26This is highly stressful and yes going away is a great idea. I think the more you think about this the more you will suffer yourself not him. I don't know what he did to you or your family but I do know the saying don't let your anger control you. It seems you're letting it consumes you. I would say stop seeing the therapist, get out more, hang out with friends and if you don't wanna speak to him, don't. I am sure it will sort itself out. I am certain your dad knows you're very upset with him
27if he's so bad then you really should refuse further support from him, separate yourself from him completely. why would you take money from someone you thought so little of? get yourself a job and finance your own education and life style. you will feel less guilt about taking money from this awful person and a sense of satisfaction knowing that you put yourself through school. it may take 5 or 10 years longer, but you won't have to suffer from the hideousness of this person, and you can concentrate on the positives in your life. and he will be free to enjoy the people who appreciate those who love and appreciate him; it's a win:win.
28You don't sound all that happy with your life if you are living with such deep hatred and resentment towards your father I can almost bet that it carries over into other aspects of your life. I think you need to continue with your therapy and invite your father along to work out the issues you are having. I agree it is incredibly difficult to advise on anything without knowing the whole story. My father wasn't the best (we did not speak for a few years) but in time he apologized for not being the greatest father in the world it is hard to do. Just because the apology is not on your timeline does not make him a bad person but since we have no idea what occured no one can really tell you what you should do.
29I agree with Chrstne and looseseal.
And it really is hard to comment without knowing what really happened.
30I had the exact same issue. I treated my dad like crap for years, and I never could really pinpoint why. Finally I broke and I just expressed to him how angry I was at him, but didn't know why. I told him I just needed time and space to get it straightened out. Luckily I was in college out of state, so I got my space, and after having expressed myself and gotten some time, things are going a lot better.
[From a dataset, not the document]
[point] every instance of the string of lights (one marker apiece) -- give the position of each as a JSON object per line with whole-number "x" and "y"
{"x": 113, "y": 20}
31Anger and pain are parts of life. The relationship a girl has with her father has a big impact on other relationships she has in life. I was there...it is true.
A bad therapist can do more damage than none. A good one can't help you if you don't want to really face the issues. I have been in both of those situations myself.
A life-changing therapy helped me face some really tragic parts of my childhood, and took ALL the pain away. This was done within a couple of months...not years of expensive therapy. My Dad saw such a change that he went and had it done too.
It is called EMDR. It is not some magic hoax or voodoo. I was a test subject in the research...and this is a real big breakthrough.
EMDR doe not erase what happened, but it desensitizes the pain from a memory...ANY memory...and then you feel freedom that you cannot imagine. Painful memories are chains around us keeping us from the life we deserve.
I urge anyone with ANY painful or tragic memory to look for a EMDR trained professional. This wonderful therapy is helping our soldiers cope with horrific things they saw and experienced. It was used with many that survived 9/11.
As with many things in health care you will find some articles when you google "EMDR" regarding some professionals refusing to use it on the basis of malpractice and liability issues...all result from lack of appropriate training. Look for those certified in EMDR.
I have no doubt that my life was transformed by EMDR. I have referred some of my own patients to EMDR professionals and seen huge results. A couple months can effect your whole life. What can you lose?
Can you imagine listening to someone that has been through horrible things and realize these memories no longer rule their life? The pain is GONE.